# Buckwheat



## dcross (Jan 20, 2003)

Just wondering if anyone has planted buckwheat just for the honey. I've been offered the use of two small fields, 4 acres and 2 acres, and can move hives near them. The seed runs about $28/50lbs., which is good for an acre. The plan is to plant in about two weeks, which should give it time to bloom, re-seed itself, and bloom again before frost.


----------



## Michael Bush (Aug 2, 2002)

I have. It especially does well in a drought. If you stagger planting and plow it under for seed you can get a constant supply of blooms from spring to fall. I'm not sure how much of my honey was buckwheat, but it kept them from starving in the dry summer.


----------



## cochran500 (May 20, 2003)

I planted about an acre as well. The girls are working it now. Not enough to make any honey but just to give the girls something to do this summer. I was hoping to get about 3 crops out of mine.

Marty


----------



## Danny From West Tn (Apr 1, 2004)

Please explain a little about buckwheat.
I have some seed ordered that I will sow in a few days. At what stage do you plow it under that it will reseed itself? Will it come back in the spring?


----------



## Michael Bush (Aug 2, 2002)

If you want it to come back you have to wait until it goes to seed and then plow it under.
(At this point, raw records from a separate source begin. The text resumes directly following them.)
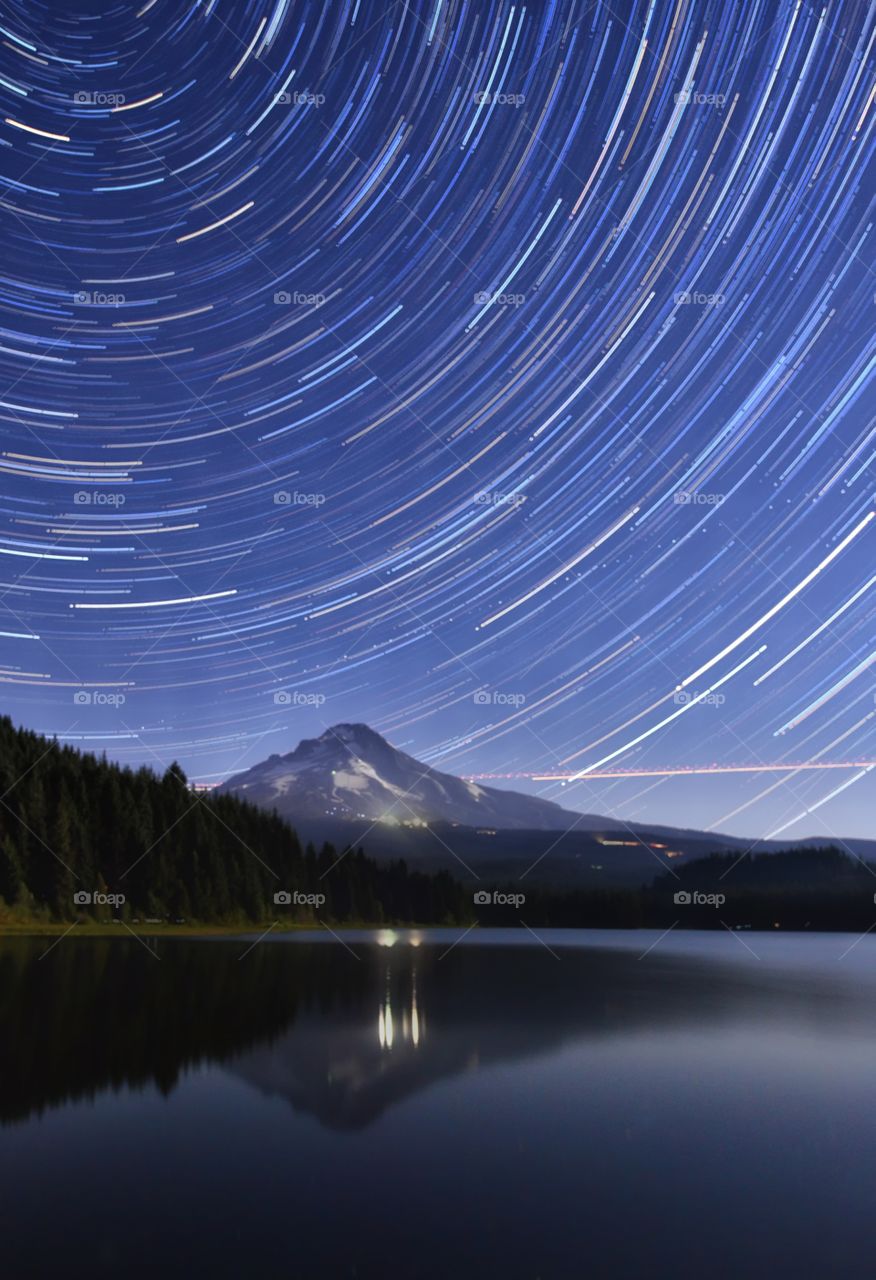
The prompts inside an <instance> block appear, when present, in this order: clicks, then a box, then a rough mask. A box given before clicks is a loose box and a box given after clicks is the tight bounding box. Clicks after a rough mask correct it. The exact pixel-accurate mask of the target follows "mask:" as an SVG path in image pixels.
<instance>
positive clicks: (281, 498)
mask: <svg viewBox="0 0 876 1280" xmlns="http://www.w3.org/2000/svg"><path fill="white" fill-rule="evenodd" d="M274 506H275V507H324V506H325V494H324V493H301V492H300V490H298V489H278V490H277V493H275V494H274Z"/></svg>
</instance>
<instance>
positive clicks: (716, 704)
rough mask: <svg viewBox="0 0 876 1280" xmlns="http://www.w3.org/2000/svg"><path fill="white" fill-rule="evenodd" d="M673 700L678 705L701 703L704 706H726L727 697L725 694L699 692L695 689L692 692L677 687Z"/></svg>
mask: <svg viewBox="0 0 876 1280" xmlns="http://www.w3.org/2000/svg"><path fill="white" fill-rule="evenodd" d="M672 701H674V703H675V705H676V707H689V705H690V704H692V703H699V704H701V705H702V707H724V704H725V703H726V698H725V696H724V694H698V692H697V691H695V690H694V691H693V692H692V691H690V690H688V689H676V690H675V692H674V694H672Z"/></svg>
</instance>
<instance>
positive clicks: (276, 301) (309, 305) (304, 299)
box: [274, 289, 325, 307]
mask: <svg viewBox="0 0 876 1280" xmlns="http://www.w3.org/2000/svg"><path fill="white" fill-rule="evenodd" d="M274 302H275V305H277V306H278V307H321V306H323V303H324V302H325V294H324V293H301V291H300V289H292V292H289V291H288V289H278V291H277V293H275V294H274Z"/></svg>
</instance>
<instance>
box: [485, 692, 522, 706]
mask: <svg viewBox="0 0 876 1280" xmlns="http://www.w3.org/2000/svg"><path fill="white" fill-rule="evenodd" d="M471 701H473V703H474V704H475V707H523V704H524V703H525V701H526V695H525V694H505V692H502V691H501V690H498V689H497V690H491V689H479V690H478V692H476V694H473V696H471Z"/></svg>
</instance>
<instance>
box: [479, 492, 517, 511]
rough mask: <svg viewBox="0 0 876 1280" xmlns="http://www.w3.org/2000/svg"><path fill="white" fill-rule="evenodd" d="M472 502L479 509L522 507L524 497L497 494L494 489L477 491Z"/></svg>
mask: <svg viewBox="0 0 876 1280" xmlns="http://www.w3.org/2000/svg"><path fill="white" fill-rule="evenodd" d="M474 500H475V502H476V503H478V506H479V507H523V504H524V503H525V500H526V495H525V494H523V493H498V492H497V490H496V489H479V490H478V493H476V494H475V495H474Z"/></svg>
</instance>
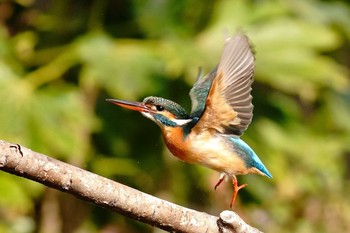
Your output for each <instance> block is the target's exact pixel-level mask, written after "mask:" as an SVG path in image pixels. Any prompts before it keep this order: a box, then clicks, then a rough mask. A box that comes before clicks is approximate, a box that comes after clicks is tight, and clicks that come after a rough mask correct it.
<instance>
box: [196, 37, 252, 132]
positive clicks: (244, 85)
mask: <svg viewBox="0 0 350 233" xmlns="http://www.w3.org/2000/svg"><path fill="white" fill-rule="evenodd" d="M254 65H255V58H254V54H253V52H252V49H251V47H250V44H249V41H248V38H247V36H245V35H244V34H242V33H238V34H236V35H235V36H234V37H233V38H228V39H227V40H226V44H225V48H224V51H223V54H222V57H221V60H220V63H219V65H218V67H217V69H216V72H215V70H214V73H213V72H212V73H211V74H212V75H213V76H214V77H211V75H210V74H209V75H208V78H207V80H204V81H203V82H204V83H205V85H207V84H208V83H209V81H208V80H210V79H211V78H212V81H211V87H210V90H209V92H208V94H207V97H206V102H205V106H204V108H205V109H204V112H203V111H202V114H201V116H200V119H199V120H198V122H197V124H196V125H195V126H194V127H193V128H192V130H194V131H195V132H196V131H202V130H215V131H218V132H221V133H225V134H236V135H242V134H243V133H244V131H245V130H246V129H247V128H248V126H249V124H250V122H251V121H252V117H253V105H252V96H251V94H250V92H251V85H252V83H253V73H254ZM203 79H204V78H203ZM199 81H200V80H199ZM197 82H198V80H197ZM197 82H196V83H197ZM191 92H192V93H195V92H196V89H194V90H193V89H192V90H191ZM201 98H203V97H200V98H199V99H198V100H200V99H201ZM191 99H192V100H193V98H192V96H191ZM203 102H204V101H203ZM197 108H198V104H197ZM199 109H200V107H199ZM192 110H193V109H192ZM198 117H199V116H198Z"/></svg>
I don't think it will come back in the spring here because a hard freeze will kill it, but in the deep south it might.


----------



## dcross (Jan 20, 2003)

Found a farmer who used to grow it here, he had trouble with it volunteering in the following year's crop. Not sure if it was enough to make a difference for bees or just a nuisance for crop production though.


----------



## Michael Bush (Aug 2, 2002)

I suppose it depends on if you get a late freeze if you get a lot of volunteers.


----------